Have you explored the possibility of creating a) a "Check" step for a dataset, or b) create a python script that could help you detect those cases and identify the partitions with problems?
Of course, this would only make sense if you are thinking in establishing a repeatable flow, not if you only want to quickly check the problem once.
Cheers!
Ignacio
-
tgb417 Dataiku DSS Core Designer, Dataiku DSS & SQL, Dataiku DSS ML Practitioner, Dataiku DSS Core Concepts, Neuron 2020, Neuron, Registered, Dataiku Frontrunner Awards 2021 Finalist, Neuron 2021, Neuron 2022, Frontrunner 2022 Finalist, Frontrunner 2022 Winner, Dataiku Frontrunner Awards 2021 Participant, Frontrunner 2022 Participant, Neuron 2023 Posts: 1,598 Neuron
Hope you are doing well.
Yes, I'm working on creating a repeatable flow with Scenarios.
What did you have in mind for a check step?
-
Ignacio_Toledo Dataiku DSS Core Designer, Dataiku DSS Core Concepts, Neuron 2020, Neuron, Registered, Dataiku Frontrunner Awards 2021 Finalist, Neuron 2021, Neuron 2022, Frontrunner 2022 Finalist, Frontrunner 2022 Winner, Dataiku Frontrunner Awards 2021 Participant, Frontrunner 2022 Participant, Neuron 2023 Posts: 415 Neuron
I think I would create a check using a Custom Python script.
But this would only be good to detect where you have partitions with the corrupted or offending data, not to fix it.
Sadly I don't have right now access to a partitioned dataset I could use to do some tests, but just out of the top of my head, I think a python recipe could be the solution.
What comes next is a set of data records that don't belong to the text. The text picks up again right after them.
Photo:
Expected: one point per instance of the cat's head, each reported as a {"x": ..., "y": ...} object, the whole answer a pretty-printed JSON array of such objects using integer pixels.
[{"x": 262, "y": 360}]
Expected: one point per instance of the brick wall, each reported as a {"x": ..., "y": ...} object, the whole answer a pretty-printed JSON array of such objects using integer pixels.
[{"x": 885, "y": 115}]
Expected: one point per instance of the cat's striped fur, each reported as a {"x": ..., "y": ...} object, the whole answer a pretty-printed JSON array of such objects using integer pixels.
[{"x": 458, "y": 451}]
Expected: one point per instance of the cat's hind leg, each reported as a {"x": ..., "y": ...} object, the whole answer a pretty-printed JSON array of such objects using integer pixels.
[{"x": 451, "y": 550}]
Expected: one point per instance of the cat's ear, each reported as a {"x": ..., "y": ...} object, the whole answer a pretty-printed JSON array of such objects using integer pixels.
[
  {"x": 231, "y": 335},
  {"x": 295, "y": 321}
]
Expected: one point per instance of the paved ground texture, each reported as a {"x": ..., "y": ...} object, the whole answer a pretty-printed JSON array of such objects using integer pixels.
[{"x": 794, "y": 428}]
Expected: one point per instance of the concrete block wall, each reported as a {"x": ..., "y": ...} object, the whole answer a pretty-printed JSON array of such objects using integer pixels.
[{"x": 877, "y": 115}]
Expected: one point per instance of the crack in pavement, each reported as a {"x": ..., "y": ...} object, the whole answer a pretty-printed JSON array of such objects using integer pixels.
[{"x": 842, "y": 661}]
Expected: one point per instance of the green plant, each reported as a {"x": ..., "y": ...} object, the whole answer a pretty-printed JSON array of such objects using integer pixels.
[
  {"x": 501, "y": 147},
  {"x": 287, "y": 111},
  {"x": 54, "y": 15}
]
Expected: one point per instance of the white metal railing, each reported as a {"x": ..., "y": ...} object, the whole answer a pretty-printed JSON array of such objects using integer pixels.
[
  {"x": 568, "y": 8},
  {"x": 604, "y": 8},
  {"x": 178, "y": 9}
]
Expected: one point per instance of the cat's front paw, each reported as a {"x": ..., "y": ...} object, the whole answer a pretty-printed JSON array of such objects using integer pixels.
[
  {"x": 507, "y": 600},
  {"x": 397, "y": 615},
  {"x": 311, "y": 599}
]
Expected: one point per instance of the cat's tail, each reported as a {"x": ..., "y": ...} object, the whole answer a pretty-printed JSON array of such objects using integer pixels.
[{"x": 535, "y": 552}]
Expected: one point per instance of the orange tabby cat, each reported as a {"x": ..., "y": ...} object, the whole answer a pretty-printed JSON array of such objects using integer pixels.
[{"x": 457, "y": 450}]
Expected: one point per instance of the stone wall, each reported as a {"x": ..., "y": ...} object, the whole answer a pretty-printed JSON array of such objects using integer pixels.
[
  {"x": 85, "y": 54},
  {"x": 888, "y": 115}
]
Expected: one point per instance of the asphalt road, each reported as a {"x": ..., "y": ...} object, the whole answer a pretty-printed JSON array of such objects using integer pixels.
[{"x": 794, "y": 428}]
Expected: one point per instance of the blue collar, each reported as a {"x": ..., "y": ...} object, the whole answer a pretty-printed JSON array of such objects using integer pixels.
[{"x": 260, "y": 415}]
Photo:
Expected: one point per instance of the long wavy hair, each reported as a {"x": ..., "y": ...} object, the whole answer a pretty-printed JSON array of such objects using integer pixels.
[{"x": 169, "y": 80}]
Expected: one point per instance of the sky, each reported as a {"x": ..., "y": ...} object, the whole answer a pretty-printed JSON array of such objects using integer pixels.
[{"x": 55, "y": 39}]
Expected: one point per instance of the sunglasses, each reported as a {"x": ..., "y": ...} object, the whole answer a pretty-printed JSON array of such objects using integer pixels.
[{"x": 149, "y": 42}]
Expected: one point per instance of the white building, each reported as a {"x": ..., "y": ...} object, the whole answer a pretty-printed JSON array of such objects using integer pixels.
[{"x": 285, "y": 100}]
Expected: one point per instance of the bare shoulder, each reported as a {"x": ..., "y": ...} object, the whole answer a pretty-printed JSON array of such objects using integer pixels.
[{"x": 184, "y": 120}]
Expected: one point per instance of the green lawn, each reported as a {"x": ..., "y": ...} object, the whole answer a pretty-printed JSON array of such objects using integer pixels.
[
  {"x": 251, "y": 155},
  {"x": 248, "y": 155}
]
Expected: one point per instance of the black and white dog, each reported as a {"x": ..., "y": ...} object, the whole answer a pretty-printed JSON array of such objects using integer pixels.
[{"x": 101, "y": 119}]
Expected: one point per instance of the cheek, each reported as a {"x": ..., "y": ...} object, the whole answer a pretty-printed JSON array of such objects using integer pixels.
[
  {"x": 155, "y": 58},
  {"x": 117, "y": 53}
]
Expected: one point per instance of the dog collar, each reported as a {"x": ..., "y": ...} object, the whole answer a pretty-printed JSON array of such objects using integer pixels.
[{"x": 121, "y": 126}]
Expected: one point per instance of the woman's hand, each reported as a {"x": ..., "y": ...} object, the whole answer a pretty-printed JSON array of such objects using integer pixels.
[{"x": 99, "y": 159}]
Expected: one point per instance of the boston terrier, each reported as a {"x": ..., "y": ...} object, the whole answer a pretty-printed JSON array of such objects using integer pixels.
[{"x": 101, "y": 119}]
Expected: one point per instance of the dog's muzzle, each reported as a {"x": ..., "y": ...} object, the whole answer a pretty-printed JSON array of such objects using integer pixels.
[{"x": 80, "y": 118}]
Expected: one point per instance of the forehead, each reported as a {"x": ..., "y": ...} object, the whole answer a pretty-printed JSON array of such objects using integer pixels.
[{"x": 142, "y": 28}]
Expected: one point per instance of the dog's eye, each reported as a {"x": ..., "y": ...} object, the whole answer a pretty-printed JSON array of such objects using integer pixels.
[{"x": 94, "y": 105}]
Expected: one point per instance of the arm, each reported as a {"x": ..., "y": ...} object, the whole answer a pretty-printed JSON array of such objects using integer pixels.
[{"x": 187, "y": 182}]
Best of lucks Tom, sorry I can't help more right now.
-
tgb417 Dataiku DSS Core Designer, Dataiku DSS & SQL, Dataiku DSS ML Practitioner, Dataiku DSS Core Concepts, Neuron 2020, Neuron, Registered, Dataiku Frontrunner Awards 2021 Finalist, Neuron 2021, Neuron 2022, Frontrunner 2022 Finalist, Frontrunner 2022 Winner, Dataiku Frontrunner Awards 2021 Participant, Frontrunner 2022 Participant, Neuron 2023 Posts: 1,598 Neuron
Thanks for the insights.
I ended up using a visual recipe to populate the names of the partitions of the dataset. I knew that the offending problems with a really long record. Added a length formula to a visual recipe got me that information. I sorted and found the partition with the problem. Went to the status tab of the partitioned dataset to delete the offending partition, and rebuild the offending partition.
To "solve" the problem, I've added a precautionary recipe step before the data goes into the partitioned dataset that looks for all of the added white space and removes them.
This approach is discussed here. https://community.dataiku.com/t5/Using-Dataiku/Removing-Multiple-Spaces-from-Data-in-all-columns/m-p/29295
Hope you are having a great early summer.